Wednesday 11 December 2019

5 Key Points Every Person Should Know about Private Equity Firms


Well, if you are thinking about investing in a private equity firm, then you simply need to know some significant things about the particular process. But before going to meet with all those main 5 points, one should consider each term, such as what is private equity, secondary liquidity, and many other things as well. Therefore, let’s start with private equity. It refers to investment funds, which is mainly created as limited partnerships that purchase and restructure companies that are not traded publically.

In other words, you can say that it is a type of equity that contains equity securities and also the debt in companies that are operating that are not traded publically. Such types of equity funds are made by venture capital, angel investor, and private equity firm. Now, it’s time to know what secondary liquidity is. So, it means that it’s the ability of IPO investors by which they sell shares in the secondary market. It depends on private equity firms to handle Secondary Private Equity Liquidity and all other things accordingly.

5 points people about Private Equity Firms




Given below are the main 5 points that all individuals should know about private equity firms before going to engage with them in any type of business.

1.      By investing you become a limited partner – 


The particular thing means that when people invest in private equity funds, then they are called limited partners. Another main thing is that the limited partners have no decision power on the equity firm that is private or also on the investments that are made by the fund. 

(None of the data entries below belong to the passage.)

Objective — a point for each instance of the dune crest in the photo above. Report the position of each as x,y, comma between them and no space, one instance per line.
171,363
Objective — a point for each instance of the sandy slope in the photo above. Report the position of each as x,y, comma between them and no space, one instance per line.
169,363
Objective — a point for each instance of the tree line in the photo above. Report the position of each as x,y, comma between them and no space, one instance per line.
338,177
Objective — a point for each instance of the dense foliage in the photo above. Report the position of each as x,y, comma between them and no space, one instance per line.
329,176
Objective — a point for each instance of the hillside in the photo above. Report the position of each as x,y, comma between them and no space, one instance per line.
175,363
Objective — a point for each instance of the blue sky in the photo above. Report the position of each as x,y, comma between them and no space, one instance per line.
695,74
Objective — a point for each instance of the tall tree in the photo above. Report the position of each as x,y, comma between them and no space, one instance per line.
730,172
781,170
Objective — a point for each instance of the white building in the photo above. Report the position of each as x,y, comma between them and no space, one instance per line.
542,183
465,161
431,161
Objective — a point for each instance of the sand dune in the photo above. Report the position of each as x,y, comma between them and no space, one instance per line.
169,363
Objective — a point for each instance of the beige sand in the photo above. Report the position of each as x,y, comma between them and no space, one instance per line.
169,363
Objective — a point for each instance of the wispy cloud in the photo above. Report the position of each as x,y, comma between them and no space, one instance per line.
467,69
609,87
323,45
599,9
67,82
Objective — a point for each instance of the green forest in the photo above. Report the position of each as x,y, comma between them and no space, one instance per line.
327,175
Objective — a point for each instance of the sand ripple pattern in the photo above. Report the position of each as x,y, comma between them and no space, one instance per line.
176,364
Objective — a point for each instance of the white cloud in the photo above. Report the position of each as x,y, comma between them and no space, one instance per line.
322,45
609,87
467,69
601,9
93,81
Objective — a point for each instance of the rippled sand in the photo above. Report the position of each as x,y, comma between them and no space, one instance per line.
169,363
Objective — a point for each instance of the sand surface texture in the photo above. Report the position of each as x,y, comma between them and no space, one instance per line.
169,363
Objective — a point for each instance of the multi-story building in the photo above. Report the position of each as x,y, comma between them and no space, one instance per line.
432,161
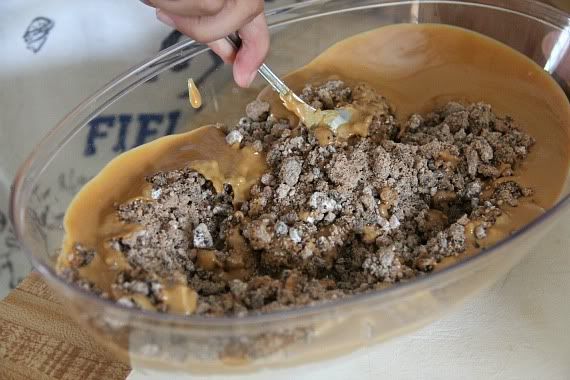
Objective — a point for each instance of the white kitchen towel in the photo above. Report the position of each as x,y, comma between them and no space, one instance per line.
54,54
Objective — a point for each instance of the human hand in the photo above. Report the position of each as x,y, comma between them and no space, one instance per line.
209,21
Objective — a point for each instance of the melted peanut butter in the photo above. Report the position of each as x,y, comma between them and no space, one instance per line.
91,217
416,67
194,96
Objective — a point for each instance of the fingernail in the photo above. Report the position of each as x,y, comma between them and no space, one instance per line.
251,78
164,18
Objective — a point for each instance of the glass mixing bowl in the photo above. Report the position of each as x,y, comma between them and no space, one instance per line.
150,101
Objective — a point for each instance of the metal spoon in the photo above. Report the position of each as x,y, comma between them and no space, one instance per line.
311,117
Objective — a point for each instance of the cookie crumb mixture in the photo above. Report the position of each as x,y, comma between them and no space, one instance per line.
325,220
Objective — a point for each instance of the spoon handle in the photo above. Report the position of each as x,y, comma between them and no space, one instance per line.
274,81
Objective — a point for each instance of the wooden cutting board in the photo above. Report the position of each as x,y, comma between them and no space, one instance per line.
38,340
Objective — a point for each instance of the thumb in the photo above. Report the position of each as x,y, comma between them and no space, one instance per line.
255,45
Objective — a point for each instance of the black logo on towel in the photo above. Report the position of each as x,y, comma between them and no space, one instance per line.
37,32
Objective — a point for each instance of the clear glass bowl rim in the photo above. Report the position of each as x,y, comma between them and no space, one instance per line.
65,130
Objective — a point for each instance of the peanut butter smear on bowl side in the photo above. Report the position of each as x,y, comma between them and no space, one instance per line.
416,68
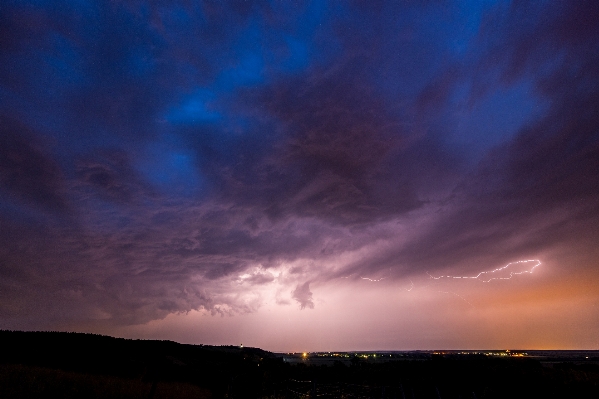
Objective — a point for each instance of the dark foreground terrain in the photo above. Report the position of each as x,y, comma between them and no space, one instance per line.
71,365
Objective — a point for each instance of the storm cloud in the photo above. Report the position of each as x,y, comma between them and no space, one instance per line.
158,158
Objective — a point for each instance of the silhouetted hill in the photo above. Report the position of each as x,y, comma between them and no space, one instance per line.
73,365
148,361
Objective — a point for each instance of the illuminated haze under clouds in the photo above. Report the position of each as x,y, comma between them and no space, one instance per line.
291,174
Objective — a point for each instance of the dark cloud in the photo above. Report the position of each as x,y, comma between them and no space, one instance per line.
162,158
27,173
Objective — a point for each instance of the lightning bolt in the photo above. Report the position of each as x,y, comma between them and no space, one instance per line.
484,276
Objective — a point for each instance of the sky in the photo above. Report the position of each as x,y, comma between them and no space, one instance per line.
302,176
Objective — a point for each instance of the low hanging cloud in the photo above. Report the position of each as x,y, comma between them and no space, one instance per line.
299,161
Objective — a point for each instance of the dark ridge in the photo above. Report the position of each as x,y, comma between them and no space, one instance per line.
75,365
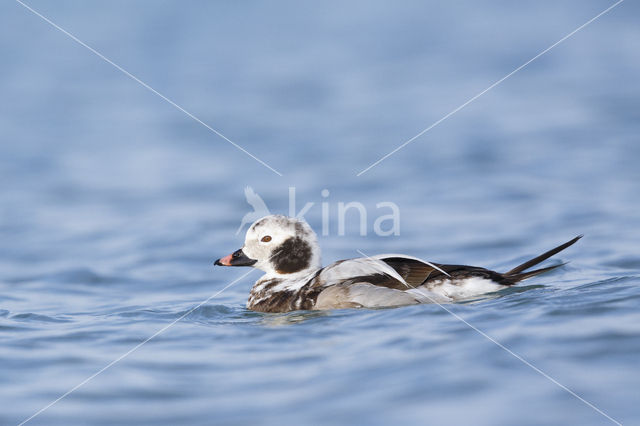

2.      The investment you made is your commitment –
 

The main thing you should know is that with the funds of private equity, there is no liquidity present, and also, the private equity fund has a limited lifespan of almost ten years. So, the same thing means that by investing, you are making a commitment of almost ten years with the firm.

3.      Capital is returned after a specific time –


It is the best thing about private equity firms. After a specific period of time, the capital you made is returned to you. The company has full authority to return capital to its limited partners. They have the power to sells any company for the purpose of creating a distribution or for refinances.

4.      Know that some funds are having time limits –


Well, the same thing means that there are some private equity funds groups present that are having limited time limits for funds in their agreement. The limit for some funds is almost 6-7 years.

5.      These firms reporting requirements –


Here it means that when the fund’s life is going, then they are reporting the requirements of limited partners. The financial report about finds comes out quarterly to meet all requirements.

Therefore, these are the main 5 points, or you can say things to know about private equity firms. Also, they provide Liquidity For Private Equity Funds to make a deal within any case to resolve distributions and for refinancing process.